Oxidative stress is an early event in AD that precedes the formation of AD pathologies. Although numerous effects have been made to develop therapies based on antioxidants in the past years, the actual benefits to the patients have been very limited. It is likely due to lack of potency, late administration and poor penetration into the brain cells.
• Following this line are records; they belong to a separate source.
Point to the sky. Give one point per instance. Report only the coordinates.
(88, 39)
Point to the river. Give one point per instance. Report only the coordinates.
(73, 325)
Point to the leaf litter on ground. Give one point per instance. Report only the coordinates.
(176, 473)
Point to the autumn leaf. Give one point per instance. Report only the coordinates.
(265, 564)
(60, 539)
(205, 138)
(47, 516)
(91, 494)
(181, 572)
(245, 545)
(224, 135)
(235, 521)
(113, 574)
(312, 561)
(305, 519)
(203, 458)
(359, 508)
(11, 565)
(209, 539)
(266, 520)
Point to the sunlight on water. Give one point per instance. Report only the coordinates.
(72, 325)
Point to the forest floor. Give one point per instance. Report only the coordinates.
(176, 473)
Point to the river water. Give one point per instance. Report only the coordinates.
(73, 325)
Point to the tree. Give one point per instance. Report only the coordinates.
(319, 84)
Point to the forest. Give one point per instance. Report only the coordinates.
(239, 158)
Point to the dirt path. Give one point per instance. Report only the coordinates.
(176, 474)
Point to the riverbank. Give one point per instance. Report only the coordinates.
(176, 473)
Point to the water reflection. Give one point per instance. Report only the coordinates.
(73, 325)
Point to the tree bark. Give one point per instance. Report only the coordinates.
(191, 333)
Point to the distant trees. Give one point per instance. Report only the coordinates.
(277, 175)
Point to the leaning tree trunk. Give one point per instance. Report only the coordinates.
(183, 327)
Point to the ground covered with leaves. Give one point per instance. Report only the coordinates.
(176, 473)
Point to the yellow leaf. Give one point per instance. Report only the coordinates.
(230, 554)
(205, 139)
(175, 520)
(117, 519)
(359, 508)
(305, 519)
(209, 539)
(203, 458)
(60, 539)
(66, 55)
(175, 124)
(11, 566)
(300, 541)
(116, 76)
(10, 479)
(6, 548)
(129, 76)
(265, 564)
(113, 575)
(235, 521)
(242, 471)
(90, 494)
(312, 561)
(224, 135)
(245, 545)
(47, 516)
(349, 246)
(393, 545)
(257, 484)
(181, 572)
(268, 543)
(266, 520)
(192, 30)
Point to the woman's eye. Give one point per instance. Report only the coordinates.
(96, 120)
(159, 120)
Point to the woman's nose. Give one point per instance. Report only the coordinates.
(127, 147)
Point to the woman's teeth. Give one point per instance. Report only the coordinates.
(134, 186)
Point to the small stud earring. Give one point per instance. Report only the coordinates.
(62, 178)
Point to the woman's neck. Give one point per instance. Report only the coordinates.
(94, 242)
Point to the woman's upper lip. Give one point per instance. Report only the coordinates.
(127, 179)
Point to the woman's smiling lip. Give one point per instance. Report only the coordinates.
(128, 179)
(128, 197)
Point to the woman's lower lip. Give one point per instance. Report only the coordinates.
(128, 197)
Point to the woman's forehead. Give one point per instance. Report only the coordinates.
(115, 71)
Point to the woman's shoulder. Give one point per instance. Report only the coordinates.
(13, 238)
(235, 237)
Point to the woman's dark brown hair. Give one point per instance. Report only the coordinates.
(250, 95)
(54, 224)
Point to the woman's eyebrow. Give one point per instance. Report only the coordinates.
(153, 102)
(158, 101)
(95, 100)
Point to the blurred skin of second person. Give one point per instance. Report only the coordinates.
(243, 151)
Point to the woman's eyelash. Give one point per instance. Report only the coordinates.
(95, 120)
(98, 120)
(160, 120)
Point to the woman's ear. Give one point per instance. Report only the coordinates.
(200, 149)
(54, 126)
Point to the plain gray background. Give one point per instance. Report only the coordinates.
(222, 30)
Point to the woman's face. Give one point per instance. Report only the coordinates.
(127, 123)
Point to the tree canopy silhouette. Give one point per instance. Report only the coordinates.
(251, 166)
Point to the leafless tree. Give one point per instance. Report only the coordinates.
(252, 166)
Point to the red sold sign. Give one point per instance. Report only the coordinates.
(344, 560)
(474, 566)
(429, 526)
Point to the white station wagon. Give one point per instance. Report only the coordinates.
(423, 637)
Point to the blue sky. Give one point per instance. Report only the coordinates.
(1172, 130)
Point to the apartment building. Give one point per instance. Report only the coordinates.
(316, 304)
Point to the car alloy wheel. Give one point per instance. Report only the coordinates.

Alternative strategies including searching for factors that initiate endogenous cytoprotection are necessary to improve the efficacy of treatment (Figure 3). ROS serve as subcellular messengers in gene regulation and signal transduction pathways, in addition to their deleterious effects on cellular biomolecules. Thus, understanding how oxidative stress modulates gene expressions that are critical to AD pathology might help to develop effective therapeutic strategies. This review summarized several aspects of oxidative stress and its relation to AD based on data collected from peripheral cells, AD autopsy brains, cellular and animal models. Oxidative stress-induced alterations that are associated with AD including impaired energy metabolism were discussed. In particular, the review highlighted current progress on the association of oxidative stress with altered gene expression and redox sensitive transcription factors that might contribute to AD pathophysiology. Possible therapeutic strategies to target redox sensitive transcription factors or their cofactors are suggested based on the updated view of redox-dependent gene regulation in AD.